MAKASSAR – Helatan Makassar International Writers Festival (MIWF) 2024 menghadirkan program Membayangkan Masa Depan Puisi yang berlangsung di Gedung E-1, Benteng Fort Rotterdam pada Sabtu (25/5/2024) pagi.
Program ini menghadirkan empat penulis sebagai pembicara yakni Kiki Sulistyo, Virginia Helzainka, Abinaya Ghina Jamela, dan Muhaimin Nurrizqy sebagai panelis utama. Turut pula A.N. Wibisana, penulis sekaligus kurator MIWF yang bertindak sebagai moderator.
Diskusi ini mengulik beberapa poin seputar puisi yaitu kondisi puisi saat ini, bagaimana merawat puisi dan bayangan masa depan puisi.
Kiki dalam menjelaskan kondisi puisi masa kini memberikan pandangan bahwa puisi masih populer, tetapi juga memiliki tantangan tersendiri bahwa banyak penulis puisi yang tidak mengerti ilmunya.
“Jelas-jelas kepopulerannya meski tanpa pengetahuan. Ketika kita mengajak orang obrol tentang puisi mereka akan bingung. Bahwa dalam puisi juga memiliki sesuatu yang fals. Tapi itu (puisi) tidak tersingkiran,” ungkapnya.
Naya sendiri memberi pandangannya dari sisi seorang remaja. Gadis SMA kelahiran Padang itu mengakui puisi sebagai hal yang semakin populer, tetapi unsur edukatif dan persuasifnya masih belum terpenuhi.
“Puisi saat ini semakin populer karena adanya internet, instagram, youtube. Permasalahannya dari remaja suka nulis tapi konten yang ditawarkan hanya seputar jatuh cinta, putus cinta. Teman-teman hanya menulis untuk curhatan saja. Dari segi pendidikan itu masih kurang. Harusnya edukatif dan persuasif atau lebih aware dengan kondisi sekitar,” terangnya.
Virginia juga memberikan asumsi yang sama. Kepopuleran puisi saat ini bisa ia tunjukkan dengan adanya Poetry Slam yang didirikannya dan berbasis di Bali.
“Jadi, kami masih keliling Bali untuk menampilkan pembacaan puisi dengan berbeda seperti Poetry Slam ini,” tuturnya.
Keterangan ini juga dilanjutkan oleh Imin bahwa tantangan puisi saat ini akan semakin berat dengan hadirnya teknologi.
“Puisi itu berbeda dulu dan sekarang karena adanya teknologi. Sekarang bisa lebih bahagia kalau puisi bisa diposting. Klau dulu orang nulis diary. Tantangannya berat.

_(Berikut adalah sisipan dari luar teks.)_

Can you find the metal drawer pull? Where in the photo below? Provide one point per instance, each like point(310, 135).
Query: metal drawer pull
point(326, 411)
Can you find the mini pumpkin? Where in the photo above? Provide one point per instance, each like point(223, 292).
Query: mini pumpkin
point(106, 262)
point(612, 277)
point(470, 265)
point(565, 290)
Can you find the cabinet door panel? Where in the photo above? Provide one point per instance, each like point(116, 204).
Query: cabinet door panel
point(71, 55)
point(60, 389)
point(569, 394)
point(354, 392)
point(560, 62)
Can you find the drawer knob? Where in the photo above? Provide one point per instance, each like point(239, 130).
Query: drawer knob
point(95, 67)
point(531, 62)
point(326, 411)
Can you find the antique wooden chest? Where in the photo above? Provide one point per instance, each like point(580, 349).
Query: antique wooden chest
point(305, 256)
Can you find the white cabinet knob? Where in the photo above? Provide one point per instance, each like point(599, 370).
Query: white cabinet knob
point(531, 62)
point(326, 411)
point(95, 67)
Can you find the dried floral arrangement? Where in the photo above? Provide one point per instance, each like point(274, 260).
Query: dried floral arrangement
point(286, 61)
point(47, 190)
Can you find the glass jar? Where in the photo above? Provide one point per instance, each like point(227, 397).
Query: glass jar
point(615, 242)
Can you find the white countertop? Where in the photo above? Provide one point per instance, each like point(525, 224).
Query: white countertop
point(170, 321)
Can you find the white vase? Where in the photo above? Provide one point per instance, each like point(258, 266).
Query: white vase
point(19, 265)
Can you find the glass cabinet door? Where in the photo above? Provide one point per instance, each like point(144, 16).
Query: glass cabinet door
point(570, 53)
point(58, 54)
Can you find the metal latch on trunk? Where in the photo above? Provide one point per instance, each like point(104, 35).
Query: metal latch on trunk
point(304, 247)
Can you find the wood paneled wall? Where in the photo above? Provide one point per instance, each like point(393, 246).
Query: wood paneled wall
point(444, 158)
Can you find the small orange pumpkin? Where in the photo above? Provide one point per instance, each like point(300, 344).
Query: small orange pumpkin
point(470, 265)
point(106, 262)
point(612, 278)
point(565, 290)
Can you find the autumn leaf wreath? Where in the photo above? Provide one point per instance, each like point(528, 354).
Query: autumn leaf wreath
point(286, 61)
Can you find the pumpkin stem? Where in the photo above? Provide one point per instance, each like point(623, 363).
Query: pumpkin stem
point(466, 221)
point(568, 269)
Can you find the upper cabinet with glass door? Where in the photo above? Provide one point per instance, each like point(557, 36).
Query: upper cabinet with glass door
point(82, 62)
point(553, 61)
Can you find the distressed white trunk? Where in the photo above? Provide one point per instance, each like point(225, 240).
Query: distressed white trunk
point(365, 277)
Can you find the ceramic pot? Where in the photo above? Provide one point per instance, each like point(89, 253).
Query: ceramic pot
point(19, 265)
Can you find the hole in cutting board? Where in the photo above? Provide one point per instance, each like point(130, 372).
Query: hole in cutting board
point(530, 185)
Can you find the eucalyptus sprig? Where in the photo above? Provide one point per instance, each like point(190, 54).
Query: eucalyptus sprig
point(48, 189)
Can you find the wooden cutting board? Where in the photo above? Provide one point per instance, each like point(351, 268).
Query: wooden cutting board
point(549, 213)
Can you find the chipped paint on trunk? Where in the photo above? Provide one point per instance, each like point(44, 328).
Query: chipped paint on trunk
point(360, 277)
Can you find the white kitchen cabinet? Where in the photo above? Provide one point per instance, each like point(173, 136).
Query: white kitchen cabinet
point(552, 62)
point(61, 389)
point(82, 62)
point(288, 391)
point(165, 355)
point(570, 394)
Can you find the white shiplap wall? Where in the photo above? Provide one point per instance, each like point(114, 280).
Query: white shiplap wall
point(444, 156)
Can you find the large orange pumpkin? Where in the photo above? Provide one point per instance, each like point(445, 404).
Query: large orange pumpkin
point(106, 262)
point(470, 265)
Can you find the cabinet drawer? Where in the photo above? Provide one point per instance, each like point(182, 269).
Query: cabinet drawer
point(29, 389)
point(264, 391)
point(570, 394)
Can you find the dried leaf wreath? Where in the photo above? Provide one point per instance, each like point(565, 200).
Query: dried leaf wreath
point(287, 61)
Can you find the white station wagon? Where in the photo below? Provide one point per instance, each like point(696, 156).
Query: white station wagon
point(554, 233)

Semua bisa menulis, tapi tugas masing-masing mau buat seperti apa,” tuturnya.
Lebih jauh membahas seputar tantangan puisi saat ini, Banu selaku moderator melayangkan pertanyaan bagaimana upaya yang dapat dilakukan dalam mempertahankan kualitas puisi di tengah penyebaran puisi melalui berbagai platform.
Naya menjawab bahwa tantangan saat ini adalah mengajak penikmat puisi untuk menulis tidak serta merta menulis curhatan tapi menulis tentang isu yang ada di sekitar.

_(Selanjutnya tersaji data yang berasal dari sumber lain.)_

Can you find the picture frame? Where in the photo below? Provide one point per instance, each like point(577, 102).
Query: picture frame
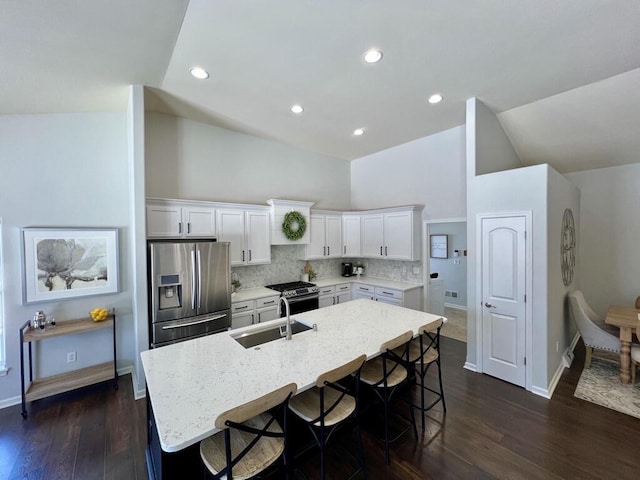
point(439, 247)
point(65, 263)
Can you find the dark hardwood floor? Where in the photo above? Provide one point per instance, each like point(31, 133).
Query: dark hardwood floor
point(491, 430)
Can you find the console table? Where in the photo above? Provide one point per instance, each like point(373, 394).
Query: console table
point(63, 382)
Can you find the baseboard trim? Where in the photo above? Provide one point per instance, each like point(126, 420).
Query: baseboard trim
point(137, 393)
point(457, 307)
point(542, 392)
point(10, 402)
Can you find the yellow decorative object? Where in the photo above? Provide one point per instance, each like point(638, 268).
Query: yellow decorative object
point(99, 314)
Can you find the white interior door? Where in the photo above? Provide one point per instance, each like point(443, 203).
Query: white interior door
point(503, 274)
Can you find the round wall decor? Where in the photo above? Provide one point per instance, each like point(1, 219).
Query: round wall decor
point(294, 225)
point(568, 247)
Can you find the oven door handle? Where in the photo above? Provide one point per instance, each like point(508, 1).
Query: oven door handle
point(303, 298)
point(198, 322)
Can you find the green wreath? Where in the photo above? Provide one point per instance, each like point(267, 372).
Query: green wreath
point(294, 225)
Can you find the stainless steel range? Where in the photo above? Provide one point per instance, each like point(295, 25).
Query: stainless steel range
point(302, 296)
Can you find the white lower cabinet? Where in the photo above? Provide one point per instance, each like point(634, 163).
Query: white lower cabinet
point(252, 312)
point(409, 299)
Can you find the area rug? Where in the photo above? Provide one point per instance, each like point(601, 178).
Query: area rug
point(601, 385)
point(456, 326)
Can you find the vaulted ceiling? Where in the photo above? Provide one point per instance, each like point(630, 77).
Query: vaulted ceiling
point(562, 76)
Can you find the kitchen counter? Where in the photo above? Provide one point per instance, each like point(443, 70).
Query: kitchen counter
point(245, 295)
point(376, 282)
point(191, 383)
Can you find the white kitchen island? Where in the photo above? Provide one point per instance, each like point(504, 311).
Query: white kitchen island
point(190, 383)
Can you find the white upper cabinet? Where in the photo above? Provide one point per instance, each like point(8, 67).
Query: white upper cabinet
point(392, 235)
point(166, 219)
point(325, 237)
point(351, 236)
point(248, 233)
point(372, 238)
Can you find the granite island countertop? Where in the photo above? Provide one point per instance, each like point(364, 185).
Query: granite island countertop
point(192, 382)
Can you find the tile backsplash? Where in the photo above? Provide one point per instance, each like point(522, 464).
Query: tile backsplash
point(286, 266)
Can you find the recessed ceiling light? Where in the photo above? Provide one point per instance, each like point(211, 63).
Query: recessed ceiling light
point(199, 72)
point(372, 56)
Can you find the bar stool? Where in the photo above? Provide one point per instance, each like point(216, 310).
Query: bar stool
point(251, 439)
point(329, 404)
point(385, 374)
point(424, 351)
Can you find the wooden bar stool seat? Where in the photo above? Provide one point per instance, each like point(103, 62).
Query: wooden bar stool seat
point(306, 406)
point(251, 439)
point(385, 375)
point(329, 404)
point(424, 351)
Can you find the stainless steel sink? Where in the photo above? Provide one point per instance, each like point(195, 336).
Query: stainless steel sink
point(274, 332)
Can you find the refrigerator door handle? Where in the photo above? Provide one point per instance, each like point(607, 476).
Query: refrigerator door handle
point(199, 278)
point(193, 280)
point(198, 322)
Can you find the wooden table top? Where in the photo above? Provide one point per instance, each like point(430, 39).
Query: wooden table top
point(623, 316)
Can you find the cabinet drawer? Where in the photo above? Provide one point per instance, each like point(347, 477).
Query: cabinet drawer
point(241, 307)
point(389, 293)
point(327, 290)
point(358, 287)
point(267, 302)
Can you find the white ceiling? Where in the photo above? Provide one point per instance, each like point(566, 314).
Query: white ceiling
point(562, 76)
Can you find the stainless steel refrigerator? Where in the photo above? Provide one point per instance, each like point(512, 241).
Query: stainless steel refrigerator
point(190, 290)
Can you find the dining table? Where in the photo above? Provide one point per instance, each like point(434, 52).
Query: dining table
point(627, 319)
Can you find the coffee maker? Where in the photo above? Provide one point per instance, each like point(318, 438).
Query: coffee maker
point(347, 269)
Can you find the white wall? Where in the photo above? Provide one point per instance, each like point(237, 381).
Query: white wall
point(515, 190)
point(493, 148)
point(192, 160)
point(63, 170)
point(454, 275)
point(429, 171)
point(545, 193)
point(609, 257)
point(562, 194)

Kiki kemudian meneruskan dan melihatnya dari sisi penyair bahwa penyair sendiri perlu mengadakan komunitas atau workshop agar orang-orang tertarik terhadap puisi.
Setelah berlangsung selama dua jam, para panelis diberi kesempatan untuk memberikan closing statement terhadap diskusi hari ini.
Menurut Virgin bahwa Indonesia sedang tidak baik-baik saja. Puisi terus ada untuk menyuarakan apapun.
Imin sendiri menuturkan “selama masih terjaga elektron-elektron di Indonesia puisi bisa tetap terjaga.”
Sementara itu Naya memberikan pengakuan bahwa puisi adalah hal yang sulit. Menurutnya, anak generasi sekarang harus mendalami puisi lagi.
Di sisi lain, Kiki justru menegaskan kalau puisi itu gampang.
“…..Yang sulit adalah menulis puisi yang bagus,” ucapnya.
“Justru, sastrawan perlu memperhatikan manajemen. Kebutuhan pembaca, produksi, dan pemasaran seimbang. Sehingga hulu dan hilir ketemu,” tutup Kiki.